San Diego Removed From State Watch List; Schools Could Open Sept. 1
San Diego County has officially been removed from the state's COVID-19 monitoring list, setting in motion a 14-day countdown that could see K-12 students back in the classroom as soon as Sept. 1, depending on the guidance of individual school districts.
The announcement comes as San Diego County public health officials reported a case rate of 88.4 positive COVID-19 tests per 100,000 people on Tuesday, below the state's 100 per 100,000 guideline.
No other businesses can reopen until the state provides further guidance.
The county will be placed back on the list should it be flagged for exceeding any one of six different metrics for three consecutive days. Those metrics are the case rate, the percentage of positive tests, the average number of tests a county is able to perform daily, changes in the number of hospitalized patients and the percentage of ventilators and intensive care beds available.
County health officials reported 202 new positive cases and seven deaths from the illness Tuesday, raising the region's totals to 35,162 cases and 633 deaths.
Two women and five men died between Aug. 14-16 and they ranged in age from their early 60s to early 90s.
Of the 5,584 tests reported Tuesday, 4% returned positive, lowering the 14-day rolling average to 4.1%, well below the state's 8% guideline. The 7- day rolling average of tests is 7,878 daily.
Of the total positive cases in the county, 2,890 — or 8.2% — have required hospitalization since the pandemic began, and 719 — or 2% — were admitted to an intensive care unit.
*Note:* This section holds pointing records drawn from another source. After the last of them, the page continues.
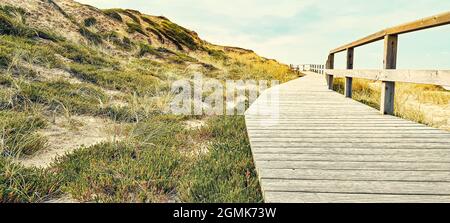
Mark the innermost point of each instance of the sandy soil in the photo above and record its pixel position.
(66, 135)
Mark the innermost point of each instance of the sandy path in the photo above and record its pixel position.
(65, 136)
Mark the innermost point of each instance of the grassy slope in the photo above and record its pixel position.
(160, 160)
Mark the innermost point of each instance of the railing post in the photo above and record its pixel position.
(349, 80)
(388, 87)
(330, 65)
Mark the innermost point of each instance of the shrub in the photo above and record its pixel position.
(91, 36)
(19, 135)
(147, 49)
(226, 173)
(134, 27)
(20, 185)
(113, 14)
(90, 21)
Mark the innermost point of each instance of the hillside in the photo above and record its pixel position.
(83, 100)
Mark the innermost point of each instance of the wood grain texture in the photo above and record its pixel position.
(322, 147)
(425, 23)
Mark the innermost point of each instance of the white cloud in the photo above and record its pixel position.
(309, 29)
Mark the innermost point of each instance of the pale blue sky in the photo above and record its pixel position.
(303, 31)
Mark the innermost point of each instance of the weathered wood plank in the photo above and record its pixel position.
(355, 175)
(335, 144)
(344, 165)
(342, 150)
(369, 187)
(436, 158)
(300, 197)
(351, 151)
(425, 23)
(435, 77)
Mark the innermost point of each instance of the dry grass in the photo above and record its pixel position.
(425, 104)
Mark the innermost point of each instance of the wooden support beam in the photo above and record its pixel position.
(425, 23)
(388, 87)
(349, 80)
(330, 65)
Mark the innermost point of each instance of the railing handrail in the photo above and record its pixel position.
(425, 23)
(388, 75)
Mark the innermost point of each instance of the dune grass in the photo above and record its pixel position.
(416, 102)
(160, 159)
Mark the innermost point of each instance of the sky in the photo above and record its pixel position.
(304, 31)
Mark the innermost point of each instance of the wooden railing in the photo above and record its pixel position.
(389, 75)
(316, 68)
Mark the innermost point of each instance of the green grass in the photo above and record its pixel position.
(159, 159)
(59, 96)
(91, 36)
(113, 14)
(18, 134)
(135, 27)
(226, 173)
(90, 21)
(20, 185)
(12, 23)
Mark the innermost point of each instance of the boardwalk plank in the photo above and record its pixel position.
(323, 147)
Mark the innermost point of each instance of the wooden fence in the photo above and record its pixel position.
(389, 75)
(316, 68)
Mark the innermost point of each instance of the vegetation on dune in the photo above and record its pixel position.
(119, 76)
(226, 173)
(19, 136)
(417, 102)
(19, 184)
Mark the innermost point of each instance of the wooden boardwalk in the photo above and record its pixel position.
(323, 147)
County health officials reported no new community outbreaks Tuesday, dropping the number of outbreaks in the past week to 15. The county continues to keep the names and locations of businesses with outbreaks secret.
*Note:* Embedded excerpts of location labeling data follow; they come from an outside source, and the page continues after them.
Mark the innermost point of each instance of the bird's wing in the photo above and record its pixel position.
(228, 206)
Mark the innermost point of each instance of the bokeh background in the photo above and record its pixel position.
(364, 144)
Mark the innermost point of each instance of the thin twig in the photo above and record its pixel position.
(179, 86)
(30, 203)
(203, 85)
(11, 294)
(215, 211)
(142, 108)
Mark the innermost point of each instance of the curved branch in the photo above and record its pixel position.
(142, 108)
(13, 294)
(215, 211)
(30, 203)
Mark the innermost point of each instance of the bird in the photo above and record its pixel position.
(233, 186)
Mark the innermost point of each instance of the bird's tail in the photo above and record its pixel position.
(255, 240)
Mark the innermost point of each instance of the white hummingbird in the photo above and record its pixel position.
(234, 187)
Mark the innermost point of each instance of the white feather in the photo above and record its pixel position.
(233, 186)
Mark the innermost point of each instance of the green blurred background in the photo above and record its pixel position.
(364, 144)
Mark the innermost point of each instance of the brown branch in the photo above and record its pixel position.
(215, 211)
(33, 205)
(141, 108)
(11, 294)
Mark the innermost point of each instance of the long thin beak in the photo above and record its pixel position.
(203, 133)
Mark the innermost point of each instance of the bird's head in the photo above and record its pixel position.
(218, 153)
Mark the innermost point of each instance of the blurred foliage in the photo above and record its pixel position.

The number of community outbreaks remains well above the county's goal of fewer than seven in a seven-day span. A community setting outbreak is defined as three or more COVID-19 cases in a setting and in people of different households in the past 14 days.
San Diego Mayor Kevin Faulconer announced Tuesday that the city would begin allowing gyms, fitness businesses and places of worship to operate in city parks beginning Monday.
"There is no city better than San Diego to take advantage of the fact that COVID-19 has a harder time spreading outdoors. Using parks as part of our pandemic relief response will help the mental health and physical health of thousands of San Diegans," Faulconer said.
Last month, the county announced it was reformatting its testing priorities to focus more on vulnerable populations such as those over the age of 60, those with underlying medical conditions and first responders. It is unclear if the scope of the reported testing and rapidly declining case rates in the past several weeks were showing a true picture of the pandemic's spread, particularly as community outbreaks continue to be the only county metric still flagged as "abnormal."
Latinos are still disproportionately impacted by COVID-19, with that ethnic group representing 62% of all hospitalizations and 45.7% of all deaths due to the illness. Latinos make up about 35% of San Diego County's population.